Alys Sánchez

Personal information
- Nickname: La China
- Born: 3 September 1986 (age 40) Venezuela
- Weight: Super bantamweight; Featherweight;

Boxing career

Boxing record
- Total fights: 25
- Wins: 17
- Win by KO: 6
- Losses: 7
- Draws: 1

= Alys Sánchez =

Venezuelan boxer (born 1986)

Alys Sánchez (born 3 September 1986) is a Venezuelan professional boxer. She held the WBA female super bantamweight title in 2017 and the interim version from 2012 to 2014.

==Early life==
Alys Sánchez was born on 3 September 1986.

==Professional career==
Based in Panama, Sánchez made her professional debut on 30 September 2006.

On 30 March 2012, she defeated Paulina Cardona to capture her first championship, the vacant WBA Fedalatin female featherweight title. On 28 April, she made her first defense in her native Venezuela, defeating Diana Garcia via technical decision. On 8 December, she defeated Maria Elena Villalobos to capture the WBA female interim super bantamweight title in Jamaica. On 14 May 2014, she was defeated by Jackie Nava in Tijuana, losing her title via knockout at 46 seconds in the seventh round.

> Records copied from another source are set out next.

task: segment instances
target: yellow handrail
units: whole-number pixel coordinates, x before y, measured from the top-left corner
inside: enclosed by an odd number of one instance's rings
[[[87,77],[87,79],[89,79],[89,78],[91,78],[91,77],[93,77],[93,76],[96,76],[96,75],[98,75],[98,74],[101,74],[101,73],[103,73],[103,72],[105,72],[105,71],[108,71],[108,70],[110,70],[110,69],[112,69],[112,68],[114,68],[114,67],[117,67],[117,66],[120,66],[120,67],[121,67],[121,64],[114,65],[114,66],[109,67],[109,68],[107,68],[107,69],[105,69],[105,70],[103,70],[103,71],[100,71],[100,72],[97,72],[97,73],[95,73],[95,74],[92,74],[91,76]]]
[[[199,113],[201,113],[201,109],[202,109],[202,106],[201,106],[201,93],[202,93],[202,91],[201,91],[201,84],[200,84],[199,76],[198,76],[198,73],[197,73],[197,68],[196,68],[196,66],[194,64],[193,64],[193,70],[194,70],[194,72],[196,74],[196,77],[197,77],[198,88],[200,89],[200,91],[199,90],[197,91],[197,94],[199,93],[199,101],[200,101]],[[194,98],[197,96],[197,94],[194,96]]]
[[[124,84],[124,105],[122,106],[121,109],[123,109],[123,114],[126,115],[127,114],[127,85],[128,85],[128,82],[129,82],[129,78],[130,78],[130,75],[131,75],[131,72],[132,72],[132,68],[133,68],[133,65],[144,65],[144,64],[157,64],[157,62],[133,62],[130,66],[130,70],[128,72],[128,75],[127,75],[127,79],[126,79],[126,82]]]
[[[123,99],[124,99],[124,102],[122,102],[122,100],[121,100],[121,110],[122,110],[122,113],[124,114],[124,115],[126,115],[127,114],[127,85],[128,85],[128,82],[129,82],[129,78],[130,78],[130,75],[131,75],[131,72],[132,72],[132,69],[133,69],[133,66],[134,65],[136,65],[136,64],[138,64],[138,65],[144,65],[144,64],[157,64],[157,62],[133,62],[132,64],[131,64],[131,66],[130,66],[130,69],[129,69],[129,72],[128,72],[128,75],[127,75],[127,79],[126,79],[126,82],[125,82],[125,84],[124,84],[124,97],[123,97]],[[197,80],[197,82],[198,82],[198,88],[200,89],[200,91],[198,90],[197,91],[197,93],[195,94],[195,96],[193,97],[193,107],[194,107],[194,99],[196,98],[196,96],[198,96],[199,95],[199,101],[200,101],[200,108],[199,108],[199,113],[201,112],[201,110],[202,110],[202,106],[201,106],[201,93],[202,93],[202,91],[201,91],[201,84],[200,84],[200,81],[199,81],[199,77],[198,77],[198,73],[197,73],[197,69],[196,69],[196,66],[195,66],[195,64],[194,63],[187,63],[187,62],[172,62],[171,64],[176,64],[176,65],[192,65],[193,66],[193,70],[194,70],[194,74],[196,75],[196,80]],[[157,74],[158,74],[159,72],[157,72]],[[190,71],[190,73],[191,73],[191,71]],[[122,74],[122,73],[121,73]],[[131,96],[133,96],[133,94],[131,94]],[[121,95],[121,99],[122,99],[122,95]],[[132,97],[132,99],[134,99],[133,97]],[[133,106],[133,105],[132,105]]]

On 16 February 2015, Sánchez was defeated by WBA female interim super bantamweight champion Liliana Palmera. On 5 August 2017, the pair fought in a rematch, with Palmera now owning the full WBA female super bantamweight title. Sánchez emerged victorious, defeating Palmera via split decision. Sánchez lost the title in an immediate rematch on 18 November.